2. Transparenz bei Gebühren: Immer nach allen Nebenkosten fragen – auch nach Zusatzgebühren für Ausflüge, Nachmittagsbetreuung, Material und Busservice. Wer hier nicht aufpasst, erlebt böse Überraschungen.
3. Wohnort clever wählen: Die meisten internationalen Schulen liegen im Südwesten, rund um Palma. Wer im Osten oder Norden lebt, muss mit längeren Fahrzeiten rechnen – oder die wenigen lokalen Alternativen nutzen. Tipp: Einige Schulen bieten Shuttlebusse an, aber die Routen sind begrenzt.
4. Elternnetzwerke nutzen: Der Austausch mit anderen Eltern ist Gold wert – nicht nur für Schulinfos, sondern auch für Arzt- und Freizeit-Tipps. Viele Schulen haben Whatsapp-Gruppen oder organisieren Elterncafés. Keine Scheu zeigen, aktiv Kontakte zu knüpfen!
5. Auf das Bauchgefühl hören: Die beste Schule ist die, in der sich Kind und Familie wohlfühlen – nicht die mit dem schicksten Prospekt. Ein Tag auf dem Campus, ein Gespräch mit Schülern und Lehrern gibt mehr Einblick als jede Hochglanzbroschüre.
Und zuletzt: Wer offen auf die Insel zugeht, neugierig bleibt und bereit ist, auch mal Fehler zu machen, wird auf Mallorca nicht nur eine Schule, sondern ein echtes Zuhause finden.

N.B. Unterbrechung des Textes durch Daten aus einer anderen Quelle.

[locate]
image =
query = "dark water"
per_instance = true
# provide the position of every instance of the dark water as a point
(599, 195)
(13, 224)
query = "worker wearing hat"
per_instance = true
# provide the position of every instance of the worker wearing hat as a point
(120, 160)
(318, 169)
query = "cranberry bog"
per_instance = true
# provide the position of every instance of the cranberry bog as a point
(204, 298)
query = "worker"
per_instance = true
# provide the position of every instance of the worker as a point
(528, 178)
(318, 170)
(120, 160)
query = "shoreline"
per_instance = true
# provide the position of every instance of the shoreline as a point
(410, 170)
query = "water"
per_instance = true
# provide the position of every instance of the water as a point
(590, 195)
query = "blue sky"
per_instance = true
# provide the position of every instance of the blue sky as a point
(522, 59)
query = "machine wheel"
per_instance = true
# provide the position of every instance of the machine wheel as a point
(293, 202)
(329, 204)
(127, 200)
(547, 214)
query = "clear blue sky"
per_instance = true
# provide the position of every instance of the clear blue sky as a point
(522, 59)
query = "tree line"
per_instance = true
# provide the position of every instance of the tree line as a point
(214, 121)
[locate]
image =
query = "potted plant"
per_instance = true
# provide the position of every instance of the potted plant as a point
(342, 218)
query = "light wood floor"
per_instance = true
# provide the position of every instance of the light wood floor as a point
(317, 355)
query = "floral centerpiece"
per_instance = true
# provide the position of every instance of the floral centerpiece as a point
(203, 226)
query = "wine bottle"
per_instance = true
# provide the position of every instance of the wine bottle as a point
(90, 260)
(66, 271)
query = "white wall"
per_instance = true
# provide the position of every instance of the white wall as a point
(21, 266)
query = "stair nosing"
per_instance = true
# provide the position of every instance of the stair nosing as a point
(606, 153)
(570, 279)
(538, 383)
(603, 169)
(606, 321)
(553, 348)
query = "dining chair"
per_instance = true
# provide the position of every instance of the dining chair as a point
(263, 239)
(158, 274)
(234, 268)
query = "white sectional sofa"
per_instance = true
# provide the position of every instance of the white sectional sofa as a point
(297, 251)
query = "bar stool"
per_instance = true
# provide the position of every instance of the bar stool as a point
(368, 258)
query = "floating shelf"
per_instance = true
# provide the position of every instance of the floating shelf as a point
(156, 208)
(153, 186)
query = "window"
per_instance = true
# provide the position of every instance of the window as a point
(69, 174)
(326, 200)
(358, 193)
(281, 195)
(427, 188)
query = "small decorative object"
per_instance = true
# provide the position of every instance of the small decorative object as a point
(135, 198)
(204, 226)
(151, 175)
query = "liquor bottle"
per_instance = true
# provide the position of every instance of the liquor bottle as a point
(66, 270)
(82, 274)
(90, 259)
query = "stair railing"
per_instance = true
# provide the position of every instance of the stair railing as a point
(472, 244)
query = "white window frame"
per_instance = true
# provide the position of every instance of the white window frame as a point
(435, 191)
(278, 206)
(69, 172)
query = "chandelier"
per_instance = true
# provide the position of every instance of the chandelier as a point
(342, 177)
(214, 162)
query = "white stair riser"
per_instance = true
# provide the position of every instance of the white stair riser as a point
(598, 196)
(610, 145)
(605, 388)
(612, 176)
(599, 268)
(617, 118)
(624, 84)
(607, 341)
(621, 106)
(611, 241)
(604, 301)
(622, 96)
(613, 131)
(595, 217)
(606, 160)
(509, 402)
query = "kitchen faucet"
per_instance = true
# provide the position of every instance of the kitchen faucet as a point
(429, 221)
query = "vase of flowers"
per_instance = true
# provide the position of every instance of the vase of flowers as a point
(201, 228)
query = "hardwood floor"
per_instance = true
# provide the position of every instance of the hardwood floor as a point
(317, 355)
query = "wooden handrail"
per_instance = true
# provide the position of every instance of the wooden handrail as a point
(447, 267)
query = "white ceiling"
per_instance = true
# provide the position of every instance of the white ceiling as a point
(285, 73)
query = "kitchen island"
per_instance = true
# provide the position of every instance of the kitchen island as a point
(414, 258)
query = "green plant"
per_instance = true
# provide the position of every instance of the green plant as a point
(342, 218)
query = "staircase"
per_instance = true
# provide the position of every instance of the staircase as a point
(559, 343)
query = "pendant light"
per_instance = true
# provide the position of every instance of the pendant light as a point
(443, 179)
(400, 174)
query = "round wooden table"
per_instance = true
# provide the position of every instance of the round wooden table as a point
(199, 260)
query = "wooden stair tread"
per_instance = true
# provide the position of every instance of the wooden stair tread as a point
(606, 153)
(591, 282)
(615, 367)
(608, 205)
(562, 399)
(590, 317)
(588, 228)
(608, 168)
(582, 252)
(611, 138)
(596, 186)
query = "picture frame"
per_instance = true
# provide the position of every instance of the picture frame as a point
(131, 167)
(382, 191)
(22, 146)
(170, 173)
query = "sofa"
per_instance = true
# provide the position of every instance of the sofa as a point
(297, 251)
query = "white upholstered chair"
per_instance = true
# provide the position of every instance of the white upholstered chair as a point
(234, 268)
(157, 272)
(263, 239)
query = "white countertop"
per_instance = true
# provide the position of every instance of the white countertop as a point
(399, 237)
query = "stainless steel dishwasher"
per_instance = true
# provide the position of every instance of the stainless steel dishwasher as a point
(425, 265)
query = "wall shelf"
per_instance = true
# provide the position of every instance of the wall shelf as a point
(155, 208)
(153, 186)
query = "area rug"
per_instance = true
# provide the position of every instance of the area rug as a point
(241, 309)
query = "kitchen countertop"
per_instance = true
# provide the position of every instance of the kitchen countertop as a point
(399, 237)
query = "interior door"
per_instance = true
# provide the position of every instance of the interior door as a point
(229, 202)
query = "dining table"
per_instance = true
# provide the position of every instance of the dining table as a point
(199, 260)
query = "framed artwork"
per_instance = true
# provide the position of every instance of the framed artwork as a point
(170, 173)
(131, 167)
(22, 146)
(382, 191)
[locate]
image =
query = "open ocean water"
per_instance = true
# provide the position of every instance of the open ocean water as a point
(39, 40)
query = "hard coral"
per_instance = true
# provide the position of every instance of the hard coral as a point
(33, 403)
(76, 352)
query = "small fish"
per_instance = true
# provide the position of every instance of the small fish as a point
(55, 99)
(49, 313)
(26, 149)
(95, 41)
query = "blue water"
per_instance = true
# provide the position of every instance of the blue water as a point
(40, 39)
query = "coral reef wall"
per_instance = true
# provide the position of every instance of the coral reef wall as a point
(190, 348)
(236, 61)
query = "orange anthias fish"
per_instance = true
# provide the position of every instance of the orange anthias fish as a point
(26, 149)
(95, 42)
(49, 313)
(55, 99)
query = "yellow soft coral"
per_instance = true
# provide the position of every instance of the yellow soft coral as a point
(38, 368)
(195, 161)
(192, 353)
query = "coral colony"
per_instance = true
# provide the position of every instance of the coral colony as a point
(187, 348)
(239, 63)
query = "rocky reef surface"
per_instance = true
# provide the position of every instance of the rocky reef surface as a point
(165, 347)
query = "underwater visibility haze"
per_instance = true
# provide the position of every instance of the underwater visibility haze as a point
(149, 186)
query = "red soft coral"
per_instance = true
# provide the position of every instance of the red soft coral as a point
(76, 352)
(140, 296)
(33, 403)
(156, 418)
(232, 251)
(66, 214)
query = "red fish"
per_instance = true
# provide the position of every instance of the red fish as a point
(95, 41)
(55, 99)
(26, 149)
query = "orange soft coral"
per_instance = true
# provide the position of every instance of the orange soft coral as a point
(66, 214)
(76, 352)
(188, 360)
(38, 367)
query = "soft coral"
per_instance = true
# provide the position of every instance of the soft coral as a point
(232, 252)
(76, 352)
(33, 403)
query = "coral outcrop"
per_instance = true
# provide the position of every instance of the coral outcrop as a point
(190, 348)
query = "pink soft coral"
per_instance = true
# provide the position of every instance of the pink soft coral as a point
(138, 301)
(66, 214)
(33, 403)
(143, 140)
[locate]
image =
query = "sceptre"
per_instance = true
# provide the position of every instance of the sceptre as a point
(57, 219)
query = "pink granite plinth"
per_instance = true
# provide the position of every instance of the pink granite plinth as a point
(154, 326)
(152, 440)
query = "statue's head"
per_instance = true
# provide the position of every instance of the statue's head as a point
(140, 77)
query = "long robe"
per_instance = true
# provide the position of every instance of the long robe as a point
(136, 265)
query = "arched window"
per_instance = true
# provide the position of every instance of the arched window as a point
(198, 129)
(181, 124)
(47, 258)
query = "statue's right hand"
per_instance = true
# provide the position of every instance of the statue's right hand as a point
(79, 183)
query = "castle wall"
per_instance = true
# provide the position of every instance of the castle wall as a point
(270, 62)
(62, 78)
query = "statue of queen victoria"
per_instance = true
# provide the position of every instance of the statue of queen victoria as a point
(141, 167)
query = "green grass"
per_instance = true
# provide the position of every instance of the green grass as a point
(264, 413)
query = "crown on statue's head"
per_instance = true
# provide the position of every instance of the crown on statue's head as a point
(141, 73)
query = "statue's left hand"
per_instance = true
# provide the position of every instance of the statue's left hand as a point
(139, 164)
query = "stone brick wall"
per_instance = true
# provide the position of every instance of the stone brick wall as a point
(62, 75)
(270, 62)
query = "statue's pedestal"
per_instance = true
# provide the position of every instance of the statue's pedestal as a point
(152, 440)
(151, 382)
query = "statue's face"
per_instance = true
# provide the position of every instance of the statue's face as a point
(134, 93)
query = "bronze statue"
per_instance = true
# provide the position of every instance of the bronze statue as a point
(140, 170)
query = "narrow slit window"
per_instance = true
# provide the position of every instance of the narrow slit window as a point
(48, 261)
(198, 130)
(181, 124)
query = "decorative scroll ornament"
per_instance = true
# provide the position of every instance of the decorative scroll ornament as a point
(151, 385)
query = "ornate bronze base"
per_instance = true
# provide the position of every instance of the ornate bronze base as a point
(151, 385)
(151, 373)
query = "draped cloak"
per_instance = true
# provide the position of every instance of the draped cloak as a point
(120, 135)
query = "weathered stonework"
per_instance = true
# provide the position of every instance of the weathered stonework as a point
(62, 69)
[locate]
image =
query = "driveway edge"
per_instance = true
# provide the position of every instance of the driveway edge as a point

Fazit: Internationale Schulen auf Mallorca – Vielfalt, Chancen und ehrliche Entscheidungen
Internationale Schulen auf Mallorca bieten Familien enorme Chancen – von erstklassigen Abschlüssen über multikulturelle Freundschaften bis hin zu echten Brücken ins Inselleben. Doch die Vielfalt an Konzepten, Preisen und Philosophien macht die Wahl anspruchsvoll. Wer sich früh informiert, die eigenen Erwartungen ehrlich prüft und sich nicht von glitzernden Broschüren blenden lässt, findet eine Schule, die zu Kind und Familie passt. Die besten Erfahrungen machen diejenigen, die Schule und Alltag nicht als Parallelwelten, sondern als Teile eines großen, lebendigen Mallorca-Mosaiks begreifen.
Mein Tipp zum Abschluss: Lass dich auf das Abenteuer ein, entdecke die kleinen Unterschiede zwischen den Schulen – und nutze jede Gelegenheit, auch außerhalb des Klassenzimmers ins echte Mallorca einzutauchen. So wird aus dem Schulstart ein echter Neubeginn – für die ganze Familie. Viel Erfolg bei der Suche nach der richtigen internationalen Schule auf Mallorca!